I probably misunderstood the term immutable/mutable and in-place change.

Creating ndarray: x = np.arange(6) . Reshaping ndarray: x.reshape(3,2).

Now when I look on x he is unchanged, the ndarray is still 1-dim.

When I do the same with a built-in python list, the list gets changed.

CodePudding user response：

The issue is that you are not overwriting the array. You are currently writing:

x = np.arange(6)
x.reshape(3,2)

But you should rather be writing:

x = np.arange(6)
x = x.reshape(3,2)

Note that the array has to be of size six to rearrange to (3,2).

CodePudding user response：

Like @morhc mentiond, you're not changing your array x because x.reshape returns a new array instead of modifying the existing one. Some numpy methods allow an inplace parameter, but reshape is not one of them.

Mutability is a somewhat related, but more general concept.

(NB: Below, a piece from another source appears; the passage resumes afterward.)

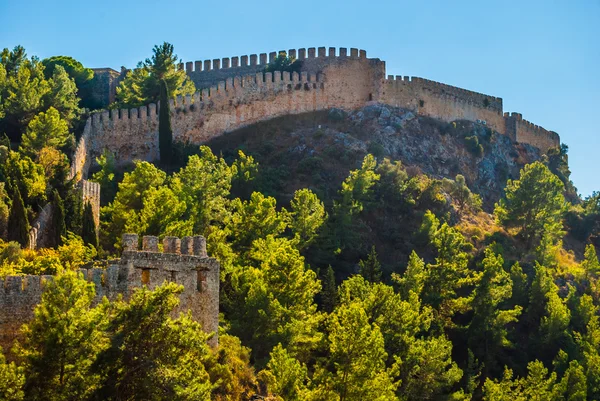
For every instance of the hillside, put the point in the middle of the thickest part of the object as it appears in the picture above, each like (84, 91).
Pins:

A mutable object is one that can be changed after it has been created and stored in memory. Immutable objects, once created, cannot be changed; if you want to modify an immutable object, you have to create a new one. For example, lists in python are mutable: You can add or remove elements, and the list remains stored at the same place in memory. A string however is immutable: If you take the string "foobar" and call its replace method to replace some characters, then the modified string that you get as a result is a new object stored in a different place in memory.

You can use the id built-in function in python to check at what memory address an object is stored. So, to demonstrate:

test_list = []
id(test_list)
>>> 1696610990848 # memory address of the empty list object we just created
test_list.append(1)
id(test_list)
>>> 1696610990848 # the list with one item added to it is still the same object

test_str = "foobar"
id(test_str)
>>> 1696611256816 # memory address of the string object we just created
test_str = test_str.replace("b", "x")
id(test_str)
>>> 1696611251312 # the replace method returned a new object

In fact, numpy arrays are in principle mutable:

test_arr = np.zeros(4)
id(test_arr)
>>> 1696611361200
test_arr[0] = 1
id(test_arr)
>>> 1696611361200 # after changing an entry in the array, it's still the same object

I suppose that reshaping an object in-place would be too difficult, so instead a new one is created.

Note also that making an assignment like test_arr2 = test_arr does not make a copy; instead, test_arr2 points to the same object in memory. If you truly want to make a new copy, you should use test_arr.copy().